Brennan T. Bertram

|Game Developer|

|Programmer|

|Software Engineer|

Profile Picture of Brennan I’m a Game Developer with a BSc in Computer Games Programming from Teesside University Middlesbrough, and I have experience in Software Engineering from an internship at DuPont-Teijin Films. I use my experience with C++, C#, Unreal Engine 4, Unity Game Engine, and other tools and languages used to create games and other applications. When I’m not working on my projects, I enjoy playing video games, travel, and using birdwatching to relax.

For any business inqueries or general questions, I can be contacted at:

Yoink! Museum Heist

A small party-game made in Unreal Engine 4 as a university project. As part of team of nineteen people, composed of designers, artists, and engineers, we worked together to create this game in the timeframe of about four months.

Of the nineteen, we had only three engineers (of which I was one), so we decided to have the team work in Blueprints so that more team members could contribute to gameplay features. I was tasked with creating backend game systems, such as the Game State system which helped control the appearance of the Lobby level, and the system which set the materials to differentiate the players. I helped manage a git based source control, helped solve merge conflicts and taught other team members how to use utilities like github. Another responsibility was to optimize and debug blueprints created by other team members, which helped bring various features across the finish line and keep the game stable. I also provided design input (such as suggesting not to cut instruction screens for the minigames) that made it into the final game.

Gatherin’ Game

A technical demo made in Unity with C# and SQLite, which served as my final university project. This project was aimed at researching and implementing an external database as a backend system in a game.

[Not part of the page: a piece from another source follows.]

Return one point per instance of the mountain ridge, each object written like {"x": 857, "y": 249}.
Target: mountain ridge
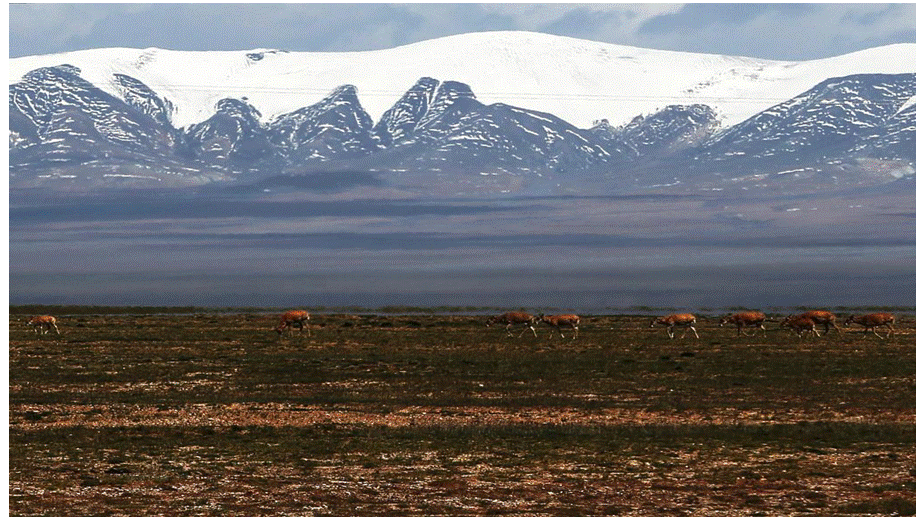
{"x": 842, "y": 129}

I included several gameplay features through this database system, including world and player persistence, achievements, and leaderboards. I used concurrent programming techniques like C#'s Async system to avoid application locks while queries were run, and to track stats per player, a simple User Account system with parameterized variables, and salt/hash logins are also implemented.

UI elements are also implemented to display data and game menus. I implemented UI control through custom functions and event handlers which react to Unity UI events. Other basic gameplay elements are primarily implemented using Unity's editor features (since they weren't the focus of the project), such as the player following 3rd person camera, and collision, but C# Interfaces are used for "interactable" game objects, allowing abstracted, reusable code.

The entire project can be seen on a github repository as the TeesU-GPP at this link.

MazeGen

A game system made in Ureal Engine 4, using C++ and the UE4 API. I specifically started this personal project to learn about C++ programming in Unreal, and to better understand the engine's best practices and workflows.

I used a depth-first search based algorithm to randomly generate data for a maze, then used this data to spawn actors into a UE4 level. Using UE4's gameplay tags, and inheritance, I made it so that blueprint classes derived from key C++ classes can be included in the generation algorithm if they are placed in the level, in editor. This allows other team members to create custom "maze tiles" with different gameplay features or appearances that can be included in the system without touching the backend C++ code!

This entire project can be seen on my github repository as the UE4MazeGenProject at this link.

Project Keystone

A small puzzle-action game made in Unity, where the player shifts rows and columns of different tiles to arrange them in specific patterns to clear them away. This project is made on my own time, for fun! The technology is simple, implementing a basic search system to find matching patterns in the play area.

EggsCompany

A turn-based tactical game prototype made in Unity as a university project. As part of a team of three people we were tasked with creating a game that showed off several AI programming techniques. My role was to implement pathfinding, and I implemented a node-based A* pathfinding algorithm. Part of this also required implementation of a search system, which was also robust enough to be able to implement other searches, able to provide elements of environmental information to the player and AI necessary for decision making.

Portfolio Website

...yes, this very website! As a personal side project, I learned and used basic HTML5, CSS, and JavaScript to create this showcase.

Since I'm using github pages to host the site, you can see the repository for this website at this link.